講義が始まって1か月。だが友だちとというらしきものは居ない。
 忙しいし――まだ引継ぎも完全ではないし――終業してからも、防衛軍に回ら
なければならなかったり自宅からネットでシミュレーションやデータ出しに付き
合わなければならないことも多かったし――それに、正直、大学院の勉強って。
キツい。…想定外だった。
 つまり、余裕がなくて。
 身体の調子も悪くはないけど、やっぱり少しトロくて。
“身重”とはよく言ったものだ、と思う。もう安定期に入りかけていたから、多
少のことではフラつかなくなっているけれど。
――ほとんどが年下の同級生たちには(敢えてそういうチャンスがなかったこと
もあるが)妊娠していることは、知られていなかった。
彼女がスリムなせいもあるかもしれない。

「名前、覚えててくれるかしら、杉原涼子よ」
「え……ご、ごめんなさい。杉原さん? た、ぶん」
しどろもどろになって、少しうつむくのを
「佐々さんて、年上って聞いたけど、何かカワイイのね」
と杉原と一緒にいた女子学生が言う。
「私は内藤和枝。
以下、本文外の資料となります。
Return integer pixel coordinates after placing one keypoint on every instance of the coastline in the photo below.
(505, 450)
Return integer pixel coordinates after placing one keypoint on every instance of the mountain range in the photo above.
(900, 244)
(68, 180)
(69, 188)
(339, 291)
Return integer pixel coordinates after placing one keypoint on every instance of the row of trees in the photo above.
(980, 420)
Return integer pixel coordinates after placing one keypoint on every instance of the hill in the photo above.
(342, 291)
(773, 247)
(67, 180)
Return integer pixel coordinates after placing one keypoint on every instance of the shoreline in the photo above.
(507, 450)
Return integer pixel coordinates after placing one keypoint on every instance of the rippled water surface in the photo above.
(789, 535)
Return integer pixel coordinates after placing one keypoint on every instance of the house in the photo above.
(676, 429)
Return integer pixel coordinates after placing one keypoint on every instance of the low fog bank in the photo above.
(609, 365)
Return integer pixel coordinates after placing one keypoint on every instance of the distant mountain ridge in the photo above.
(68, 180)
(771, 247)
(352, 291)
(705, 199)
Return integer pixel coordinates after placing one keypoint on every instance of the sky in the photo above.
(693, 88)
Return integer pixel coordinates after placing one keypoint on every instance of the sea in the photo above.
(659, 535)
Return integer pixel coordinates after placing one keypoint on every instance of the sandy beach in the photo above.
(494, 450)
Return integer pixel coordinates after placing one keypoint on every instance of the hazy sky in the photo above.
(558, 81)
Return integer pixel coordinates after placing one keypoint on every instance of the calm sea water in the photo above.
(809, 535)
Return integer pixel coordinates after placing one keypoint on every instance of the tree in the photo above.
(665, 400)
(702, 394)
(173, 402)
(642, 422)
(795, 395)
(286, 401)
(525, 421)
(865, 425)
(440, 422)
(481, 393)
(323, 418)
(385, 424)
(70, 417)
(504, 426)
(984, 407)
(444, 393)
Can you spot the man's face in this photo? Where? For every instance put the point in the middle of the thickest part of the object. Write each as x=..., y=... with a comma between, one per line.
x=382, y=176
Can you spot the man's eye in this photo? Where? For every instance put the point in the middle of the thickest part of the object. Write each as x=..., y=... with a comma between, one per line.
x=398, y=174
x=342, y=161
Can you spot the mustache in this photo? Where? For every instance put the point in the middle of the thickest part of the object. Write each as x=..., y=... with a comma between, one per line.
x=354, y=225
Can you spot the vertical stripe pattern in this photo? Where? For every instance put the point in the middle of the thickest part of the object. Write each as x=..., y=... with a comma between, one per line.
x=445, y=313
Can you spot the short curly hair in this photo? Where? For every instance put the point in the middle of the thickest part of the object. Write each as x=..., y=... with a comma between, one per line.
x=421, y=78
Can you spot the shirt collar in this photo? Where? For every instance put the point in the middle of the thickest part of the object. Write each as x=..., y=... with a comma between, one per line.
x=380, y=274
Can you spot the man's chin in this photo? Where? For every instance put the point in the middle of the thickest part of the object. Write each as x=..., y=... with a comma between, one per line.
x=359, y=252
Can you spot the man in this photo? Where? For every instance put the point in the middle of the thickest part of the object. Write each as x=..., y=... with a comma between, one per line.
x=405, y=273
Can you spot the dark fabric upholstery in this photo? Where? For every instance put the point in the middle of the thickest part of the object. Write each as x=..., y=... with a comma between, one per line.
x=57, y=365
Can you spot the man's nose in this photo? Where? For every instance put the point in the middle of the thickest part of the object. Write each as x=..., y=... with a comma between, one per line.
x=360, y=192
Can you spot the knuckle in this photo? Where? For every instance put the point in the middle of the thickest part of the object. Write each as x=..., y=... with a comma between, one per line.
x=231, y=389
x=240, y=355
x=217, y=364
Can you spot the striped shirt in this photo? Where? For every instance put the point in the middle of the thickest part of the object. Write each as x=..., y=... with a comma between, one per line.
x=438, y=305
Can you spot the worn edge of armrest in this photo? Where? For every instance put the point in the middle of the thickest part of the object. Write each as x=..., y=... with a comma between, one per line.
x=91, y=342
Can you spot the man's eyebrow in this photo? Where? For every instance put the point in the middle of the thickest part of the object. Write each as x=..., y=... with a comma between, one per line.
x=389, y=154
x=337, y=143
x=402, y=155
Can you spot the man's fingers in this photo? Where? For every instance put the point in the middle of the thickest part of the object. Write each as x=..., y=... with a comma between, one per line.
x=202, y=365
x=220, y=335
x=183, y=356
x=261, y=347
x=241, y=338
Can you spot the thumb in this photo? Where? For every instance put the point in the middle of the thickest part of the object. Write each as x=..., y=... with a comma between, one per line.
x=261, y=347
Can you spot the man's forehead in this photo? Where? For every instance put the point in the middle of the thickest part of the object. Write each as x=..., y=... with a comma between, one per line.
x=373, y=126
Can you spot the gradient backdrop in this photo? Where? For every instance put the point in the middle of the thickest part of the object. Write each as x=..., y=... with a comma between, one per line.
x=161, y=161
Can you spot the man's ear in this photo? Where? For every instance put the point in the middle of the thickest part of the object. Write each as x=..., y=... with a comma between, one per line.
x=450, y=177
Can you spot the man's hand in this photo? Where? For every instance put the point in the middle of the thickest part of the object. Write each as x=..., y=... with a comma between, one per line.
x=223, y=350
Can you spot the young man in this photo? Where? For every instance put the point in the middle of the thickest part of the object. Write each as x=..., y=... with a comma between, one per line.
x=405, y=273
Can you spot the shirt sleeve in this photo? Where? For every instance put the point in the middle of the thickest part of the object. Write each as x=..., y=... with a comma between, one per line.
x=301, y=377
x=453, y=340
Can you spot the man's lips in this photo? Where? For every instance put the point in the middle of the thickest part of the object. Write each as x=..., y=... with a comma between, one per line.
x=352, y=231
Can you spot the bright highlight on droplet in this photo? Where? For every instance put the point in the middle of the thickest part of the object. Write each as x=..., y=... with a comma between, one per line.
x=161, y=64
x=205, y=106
仲良くしましょうよ」
「…ありがとう」
戸惑いを隠さないで佐々は、目の前の女子学生たちを見た。
 「もう一人、仲良しはいるんだけど…」と内藤が言い
「あぁ、ゆかりは最近、ダメよ」と杉原が手を広げて。
「追っかけてんじゃない、あっちの教室で」と呆れたように言った。
 きょとんとしている佐々に
「ねぇ、貴女、私たちとほとんど同じクラスよ。次、講義ないでしょ、ランチ
しない?」
と杉原は言って。
「あ、ありがとう――」
とその好意を戸惑いながら受け止めて、それでも嬉しかったのでにっこり笑った。
 すると、目の前の女子たちは、少しぽ、と赤くなる。
「あら、やだ。カワイ〜」と内藤。「絶対これ、男子たちが放っておかないわ
よね」と杉原。慌てて佐々は。
「あ、あの。私の年、知ってる?」
「え? 25くらいじゃないの?」と言う。
「…あの。27。仕事してて、学士入学だから」
「へぇ」っと杉原は言って。
「下から上がらないでここにストレートなんて凄いわよね」
「それとも留学でもしてた?」と内藤が言うのに
「…ってそんな時代じゃないか」と杉原が受けて。
 ま、とりあえずカンティナに行きましょうよ、お気に入りの席が取られちゃう
わ、と2人に引っ張られるようにして食堂に向かった。